Suppose one bug discovered by static analysis would cost you X money if it got to the customers, so it takes N such bugs for the duration of the license for it to pay off and after that it even makes you more efficient.”

Number X is usually quite high and number N is usually quite low, so licensing a static analysis tool looks like a no-brainer.

Hold on.

Brief Trial is a Failed Trial

Try the tool thoroughly (something like analyze a million lines of code over the course of a month at very slow pace – a small portion like 50K lines of code at a time). Estimate each warning to find whether that warning reports a bug and then estimate what it takes to trigger that bug – the amount of bugs that are indeed ever triggered is very low – something like no more than five bugs for a million lines of code unless your code is really crappy. Most of the bugs reported by the program will not manifest themselves in code that has been shipping for as long as three years to hundreds thousands of users and has been used to process millions of input datasets.
Meahwhile the same codebase would contain a much higher ratio of other problems that automatic analysis will hardly diagnose in ten years from now but that would be triggerable and would cause real problems to real users.

So do you have to license a tool that
1. costs a fortune
2. doesn't find each occurrence of a situation it claims to find
3. reports a lot of warnings that need further analysis
4. requires lots of discipline and very developed technical culture?

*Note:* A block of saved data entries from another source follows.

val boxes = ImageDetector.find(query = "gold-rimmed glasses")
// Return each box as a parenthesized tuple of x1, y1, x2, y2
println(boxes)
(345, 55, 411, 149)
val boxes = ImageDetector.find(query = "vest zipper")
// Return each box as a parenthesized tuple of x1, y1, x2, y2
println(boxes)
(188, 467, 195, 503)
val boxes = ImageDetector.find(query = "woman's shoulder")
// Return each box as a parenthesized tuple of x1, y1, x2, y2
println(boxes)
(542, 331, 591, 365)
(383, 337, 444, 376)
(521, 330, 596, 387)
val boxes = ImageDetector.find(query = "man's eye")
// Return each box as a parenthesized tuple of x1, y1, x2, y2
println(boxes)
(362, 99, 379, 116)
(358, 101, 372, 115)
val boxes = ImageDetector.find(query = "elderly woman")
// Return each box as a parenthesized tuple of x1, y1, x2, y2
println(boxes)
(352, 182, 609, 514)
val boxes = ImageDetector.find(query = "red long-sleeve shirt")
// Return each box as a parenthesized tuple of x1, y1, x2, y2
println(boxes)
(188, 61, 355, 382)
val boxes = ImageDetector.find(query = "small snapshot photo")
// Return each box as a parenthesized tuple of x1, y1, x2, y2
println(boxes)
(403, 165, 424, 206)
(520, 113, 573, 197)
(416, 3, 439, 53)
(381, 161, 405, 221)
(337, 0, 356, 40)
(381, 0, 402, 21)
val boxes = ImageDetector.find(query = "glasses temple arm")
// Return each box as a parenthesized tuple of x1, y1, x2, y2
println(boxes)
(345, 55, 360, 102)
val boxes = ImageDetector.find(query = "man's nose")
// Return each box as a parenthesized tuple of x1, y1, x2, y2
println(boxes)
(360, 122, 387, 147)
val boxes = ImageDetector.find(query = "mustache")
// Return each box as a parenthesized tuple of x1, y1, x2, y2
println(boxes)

You have to decide this for yourself. That's what the trial is for.

There's no silver bullet. It's not like you license the program and now magically your code is free of bugs. No. The tool will sometimes spot some problematic code and someone in your team will have to deal with that – maybe fix the code, maybe suppress the warning, maybe write a bug report to the analyzer authors.

Brushing Teeth Twice a Day Sums up to a lot of Time

An inverse of the multiplication trick is the continuous integration trick. To make the most use of the tool you have to use it at all times, not just twice a year.

The program even contains an “incremental analysis” option that runs analysis of modified files after each compilation so that defects are reported as early as possible. This is just great – the defects no longer slip even into the daily build. This also means they are not counted – how would one file a defect report for a piece of code that was fixed even before being committed to version control? This improvement is great by itself, but it's very hard to count how efficient it is and so it also prevents making a fact-based decision of whether the tool is worth the money.

Of course, continuous integration also means that you have to address all the new warnings reported by the tool every build, not twice a year. That's the other side of continuous.

The deeper the analysis goes the more easy it is to dismiss such an expensive tool. Yes, the tool finds crap really well. It is just not enough data to reliably back the claim that the tool indeed finds crap at very low cost.

The best way to think of static code analysis is to compare it to version control. Version control won't work immediately after you install it – you have to teach people how to use is, when to commit and what to commit and how to describe commits and how to properly tag and branch and merge, and once all that is set up, your workflow improves, but estimating how much more efficient you became is not that easy.

Granted there're high quality version control systems under free licenses – not so for static code analysis.

The Outcome

So once again.

The program is just great and will likely become even better as development progresses.

The same program is not oxygen and neither it is water. You decide whether it is actually useful for your business workflow and whether it is worth time and money.